Germany and the countries of northern Europe also fear that “corona bonds” will change the very nature of the euro zone. “From the moment we talk about pooling the debt, we enter a more federalist perspective of the euro zone, which would have profound consequences on the functioning of the institutions,” explains Christophe Blot.

In fact, countries could hardly use the funds obtained through the issuance of “corona bonds” without the other eurozone states, which would be required to reimburse in the event of default, having oversight over the how the money is spent.
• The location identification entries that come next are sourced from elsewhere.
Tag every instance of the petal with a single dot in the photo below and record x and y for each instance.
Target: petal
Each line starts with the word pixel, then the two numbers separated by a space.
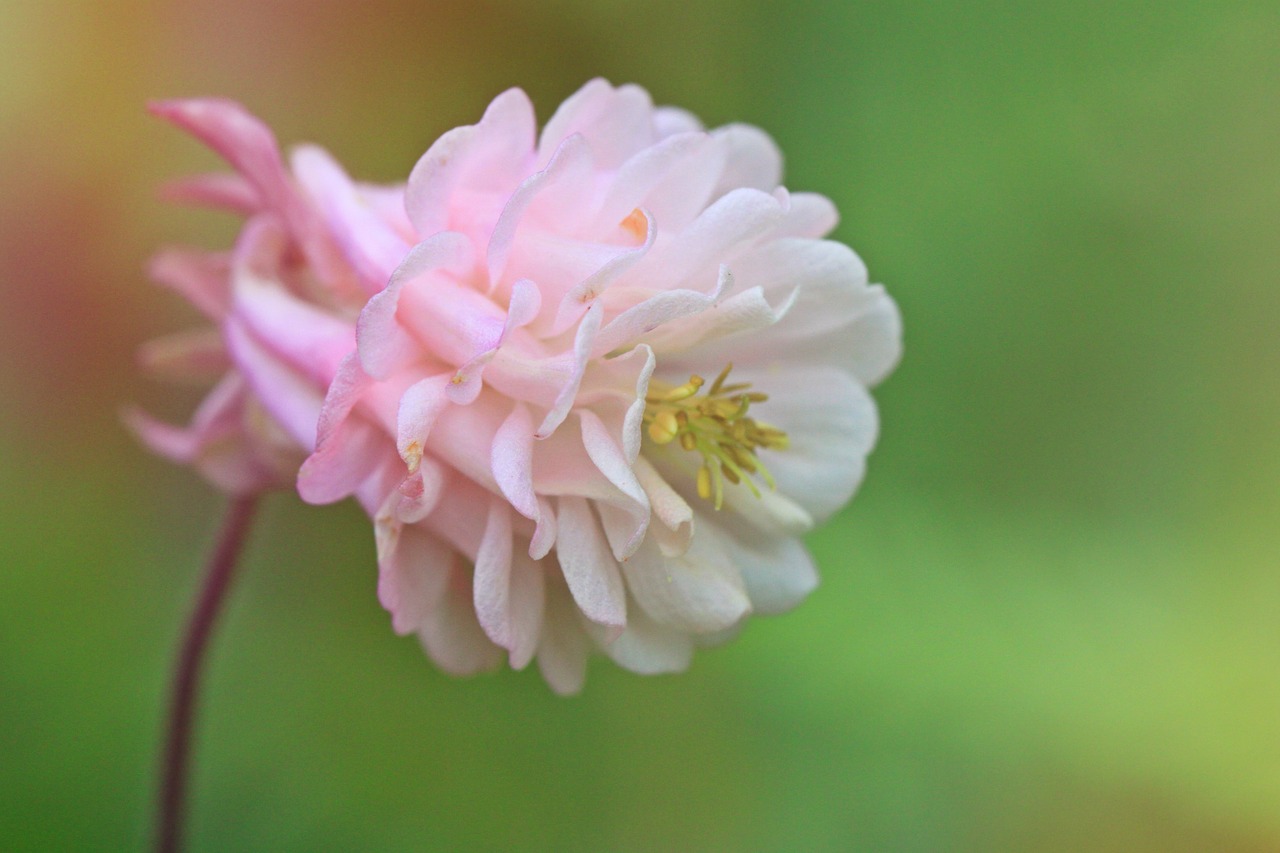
pixel 645 647
pixel 216 190
pixel 292 398
pixel 625 521
pixel 512 459
pixel 589 569
pixel 419 410
pixel 562 647
pixel 411 579
pixel 809 215
pixel 777 571
pixel 831 423
pixel 528 605
pixel 731 220
pixel 202 278
pixel 243 141
pixel 309 340
pixel 752 160
pixel 696 592
pixel 492 155
pixel 657 311
pixel 616 122
pixel 383 343
pixel 676 518
pixel 351 456
pixel 192 355
pixel 571 164
pixel 836 316
pixel 493 575
pixel 373 246
pixel 451 633
pixel 583 343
In other words, the implementation of “corona bonds” would tip the euro zone into a new dimension where the fiscal policy of a country would be a little more everyone’s business. “We criticize Germany a lot for its lack of solidarity in this affair, but we also have to wonder which country would like Berlin to become a sort of arbiter of its budgetary choices”, underlines Christophe Blot.

And Germany also does not want to take on this role of European budgetary super-cop which would probably fall to it in the event of creation of “corona bonds”, since, by its economic weight, it would be de facto the most important contributor to this joint loan.

The health crisis has therefore created a new fracture within the euro zone which has been somewhat hastily summed up as a question of solidarity. In reality, the demarcation is rather made between countries, like France, which want to act quickly and strongly, even if it means thinking about the consequences afterwards, and those which, Germany in mind, warn that certain decisions, like “corona bonds”, risk causing far-reaching institutional and political change. In the meantime, in the absence of an agreement, the eurozone has given itself two weeks to reflect on the response to the crisis. A delay that risks leaving traces in the face of a virus that spreads at high speed.